KEBIJAKSANAAN KHUSUS
Dapatlah kita simpulkan, bahwa sikap
yang diambil oleh Rasulullah s.a.w. terhadap peristiwa Ammar bin Yasir, adalah
suatu kebijaksanaan khusus dalam suatu rangkaian keadaan yang tertentu. Dengan
lain perkataan: ”satu kelonggaran dan pedoman umum yang sudah digariskan”.
Beliau beri kelonggaran dalam keadaan yang tertentu itu, setelah terpenuhi dua
syarat :
- Ada paksaan yang nyata dan langsung;
- Iman dan ‘aqiedah yang bersangkutan tetap tidak goyah, diwaktu dan sesudah dia memberi "verbal confession” itu.
Sudah barang tentu peristiwa Ammar
bin Yasir, tidaklah untuk buru-buru dipergunakan sebagai alasan bagi generasi
yang kemudian guna mengelakkan serba kesulitan, setiap kali jika kelihatan ada
risikonya. Allah s.w.t. tidak bisa ditipu: Allah mengetahui apa yang
tersembunyi dalam hati seseorang. Amman bin Yasir sendiri bukanlah model orang
yang mau menipu Allah dan RasulNya. Ammar bin Yasir adalah salah seorang dari
orang yang pertama-tama mengikuti panggilan Rasul. Yasir melihat dihadapannya
sendiri bagaimana bapaknya mati disiksa, dan kemudian ibunya mati dibunuh pula.

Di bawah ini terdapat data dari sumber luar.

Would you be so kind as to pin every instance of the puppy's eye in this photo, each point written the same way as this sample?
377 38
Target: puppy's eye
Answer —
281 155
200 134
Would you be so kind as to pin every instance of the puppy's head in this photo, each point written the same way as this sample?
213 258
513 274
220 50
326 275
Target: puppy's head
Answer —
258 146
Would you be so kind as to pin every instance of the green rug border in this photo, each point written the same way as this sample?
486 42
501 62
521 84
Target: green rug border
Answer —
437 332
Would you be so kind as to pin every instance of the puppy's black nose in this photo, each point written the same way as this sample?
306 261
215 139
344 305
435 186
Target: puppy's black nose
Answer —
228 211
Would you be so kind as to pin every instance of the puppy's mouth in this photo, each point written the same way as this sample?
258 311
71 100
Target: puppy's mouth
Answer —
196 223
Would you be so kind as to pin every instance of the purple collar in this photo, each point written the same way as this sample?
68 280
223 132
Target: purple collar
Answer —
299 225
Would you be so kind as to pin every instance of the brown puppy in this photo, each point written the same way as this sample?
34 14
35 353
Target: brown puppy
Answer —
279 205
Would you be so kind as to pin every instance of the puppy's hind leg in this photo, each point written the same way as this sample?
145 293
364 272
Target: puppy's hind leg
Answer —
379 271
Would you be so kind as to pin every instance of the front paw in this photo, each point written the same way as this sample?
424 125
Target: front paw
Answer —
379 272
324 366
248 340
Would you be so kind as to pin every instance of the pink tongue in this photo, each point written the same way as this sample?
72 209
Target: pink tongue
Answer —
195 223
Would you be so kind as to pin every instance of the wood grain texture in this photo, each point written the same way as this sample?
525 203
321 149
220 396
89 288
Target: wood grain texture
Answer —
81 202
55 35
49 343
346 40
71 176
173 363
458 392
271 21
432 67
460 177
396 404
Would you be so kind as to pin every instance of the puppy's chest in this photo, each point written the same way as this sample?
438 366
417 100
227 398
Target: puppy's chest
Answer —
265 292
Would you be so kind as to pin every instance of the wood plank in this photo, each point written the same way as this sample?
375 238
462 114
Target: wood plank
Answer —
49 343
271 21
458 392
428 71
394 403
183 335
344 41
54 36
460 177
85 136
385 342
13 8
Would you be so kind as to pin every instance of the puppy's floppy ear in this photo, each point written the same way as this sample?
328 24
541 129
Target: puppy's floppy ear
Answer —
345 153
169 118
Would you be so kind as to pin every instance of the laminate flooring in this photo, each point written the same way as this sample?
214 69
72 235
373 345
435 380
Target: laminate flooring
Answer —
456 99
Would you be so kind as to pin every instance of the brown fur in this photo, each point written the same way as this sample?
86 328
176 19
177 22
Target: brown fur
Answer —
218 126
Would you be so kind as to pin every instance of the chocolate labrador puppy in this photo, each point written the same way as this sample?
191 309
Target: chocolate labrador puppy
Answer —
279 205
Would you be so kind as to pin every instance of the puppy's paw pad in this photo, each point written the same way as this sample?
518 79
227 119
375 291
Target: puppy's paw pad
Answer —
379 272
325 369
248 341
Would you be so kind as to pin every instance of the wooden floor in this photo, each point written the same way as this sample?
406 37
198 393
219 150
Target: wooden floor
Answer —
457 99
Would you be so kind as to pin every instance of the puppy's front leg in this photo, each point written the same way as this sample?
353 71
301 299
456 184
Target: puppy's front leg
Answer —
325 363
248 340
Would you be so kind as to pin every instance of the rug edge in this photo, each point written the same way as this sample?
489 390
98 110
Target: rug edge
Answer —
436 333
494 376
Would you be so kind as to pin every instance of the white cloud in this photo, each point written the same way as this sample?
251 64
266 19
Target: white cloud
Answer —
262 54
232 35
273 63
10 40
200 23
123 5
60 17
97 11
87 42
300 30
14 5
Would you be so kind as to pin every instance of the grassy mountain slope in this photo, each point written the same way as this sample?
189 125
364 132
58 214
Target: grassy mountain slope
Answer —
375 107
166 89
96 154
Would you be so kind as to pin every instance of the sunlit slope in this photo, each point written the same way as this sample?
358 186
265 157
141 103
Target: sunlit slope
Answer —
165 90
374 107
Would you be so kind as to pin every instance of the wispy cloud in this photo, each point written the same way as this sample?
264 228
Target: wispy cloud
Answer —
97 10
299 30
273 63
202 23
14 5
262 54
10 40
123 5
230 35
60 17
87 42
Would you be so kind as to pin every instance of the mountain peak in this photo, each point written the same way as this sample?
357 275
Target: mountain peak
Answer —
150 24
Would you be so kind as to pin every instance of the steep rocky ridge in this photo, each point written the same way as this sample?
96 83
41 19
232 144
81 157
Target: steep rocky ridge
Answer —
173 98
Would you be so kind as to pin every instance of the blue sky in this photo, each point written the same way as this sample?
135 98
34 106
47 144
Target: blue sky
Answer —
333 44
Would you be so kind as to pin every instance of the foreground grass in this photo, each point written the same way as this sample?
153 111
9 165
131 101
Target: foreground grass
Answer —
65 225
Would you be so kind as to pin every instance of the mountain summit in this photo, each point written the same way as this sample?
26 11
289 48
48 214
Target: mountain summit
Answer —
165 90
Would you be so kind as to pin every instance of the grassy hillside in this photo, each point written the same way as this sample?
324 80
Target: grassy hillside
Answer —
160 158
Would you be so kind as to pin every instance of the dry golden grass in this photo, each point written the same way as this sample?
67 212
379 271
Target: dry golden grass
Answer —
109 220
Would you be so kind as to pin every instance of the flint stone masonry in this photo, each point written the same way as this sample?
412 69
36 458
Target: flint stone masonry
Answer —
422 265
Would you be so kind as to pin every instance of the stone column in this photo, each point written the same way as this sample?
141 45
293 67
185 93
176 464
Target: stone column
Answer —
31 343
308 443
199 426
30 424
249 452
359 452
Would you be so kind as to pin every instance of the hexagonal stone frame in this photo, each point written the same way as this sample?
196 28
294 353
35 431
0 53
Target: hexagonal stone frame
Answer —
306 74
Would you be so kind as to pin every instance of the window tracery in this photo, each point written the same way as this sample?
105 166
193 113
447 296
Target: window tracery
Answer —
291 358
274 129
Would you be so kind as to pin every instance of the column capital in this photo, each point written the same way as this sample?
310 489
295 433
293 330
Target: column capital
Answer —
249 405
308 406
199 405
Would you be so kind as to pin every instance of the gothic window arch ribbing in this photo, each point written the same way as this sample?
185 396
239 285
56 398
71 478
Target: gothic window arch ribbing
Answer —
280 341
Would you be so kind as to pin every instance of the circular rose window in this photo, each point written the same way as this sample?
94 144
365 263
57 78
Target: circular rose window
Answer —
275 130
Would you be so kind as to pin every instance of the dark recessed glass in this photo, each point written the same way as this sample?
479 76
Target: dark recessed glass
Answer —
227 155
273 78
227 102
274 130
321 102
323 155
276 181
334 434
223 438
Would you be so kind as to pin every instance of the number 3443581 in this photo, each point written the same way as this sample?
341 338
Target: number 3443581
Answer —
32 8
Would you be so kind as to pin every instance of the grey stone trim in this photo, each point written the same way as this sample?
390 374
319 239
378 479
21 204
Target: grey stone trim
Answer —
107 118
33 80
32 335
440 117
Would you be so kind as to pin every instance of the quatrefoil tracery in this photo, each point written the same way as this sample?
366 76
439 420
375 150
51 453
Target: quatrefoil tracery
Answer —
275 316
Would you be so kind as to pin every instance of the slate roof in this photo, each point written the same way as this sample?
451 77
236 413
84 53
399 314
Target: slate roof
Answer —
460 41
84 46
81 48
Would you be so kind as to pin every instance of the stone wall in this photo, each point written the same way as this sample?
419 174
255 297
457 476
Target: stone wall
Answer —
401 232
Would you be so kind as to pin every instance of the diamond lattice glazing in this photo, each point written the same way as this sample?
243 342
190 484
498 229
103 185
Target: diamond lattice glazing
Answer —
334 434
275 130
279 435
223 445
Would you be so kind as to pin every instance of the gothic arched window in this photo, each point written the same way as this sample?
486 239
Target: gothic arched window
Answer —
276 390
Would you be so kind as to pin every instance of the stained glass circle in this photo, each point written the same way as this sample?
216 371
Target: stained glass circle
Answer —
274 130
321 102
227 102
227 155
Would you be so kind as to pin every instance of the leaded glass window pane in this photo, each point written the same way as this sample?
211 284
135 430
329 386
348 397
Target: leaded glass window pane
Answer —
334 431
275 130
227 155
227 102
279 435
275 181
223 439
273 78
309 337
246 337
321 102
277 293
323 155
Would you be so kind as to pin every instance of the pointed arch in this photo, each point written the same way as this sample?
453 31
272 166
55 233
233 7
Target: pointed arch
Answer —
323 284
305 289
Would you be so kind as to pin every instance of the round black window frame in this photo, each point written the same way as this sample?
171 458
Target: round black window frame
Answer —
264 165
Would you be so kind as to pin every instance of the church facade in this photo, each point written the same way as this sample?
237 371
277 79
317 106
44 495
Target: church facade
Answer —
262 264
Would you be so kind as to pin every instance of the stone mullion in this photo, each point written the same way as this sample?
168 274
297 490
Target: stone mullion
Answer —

Cukup tanda-tanda yang meyakinkan bahwa sang algojo tidak akan segan-segan membunuhnya
pula, sesudah mereka menyiksanya puas-puas. Dan diwaktu ditengah-tengah siksaan
yang dilakukan atas dirinya itu, dia mengucapkan kata-kata yang dipaksakan oleh
para penyiksanya itu, iman dan ‘aqiedahnya sedikitpun tidak bergoyah. Bukan
hingga itu saja! Setelah itu sisa umurnya yang ada dipergunakannya seluruhnya
untuk berjuang mempertahankan, menyuburkan dan menebarkan kurnia Ilahi berupa
iman dan ‘aqiedahnya, bersama-sama dengan para sahabat lainnya dibawah pimpinan
Rasulullah. Begitulah cara Amman bin Yasir mensyukuri kelonggaran bagi dirinya
yang telah diberikan oleh Allah dan Rasul-Nya.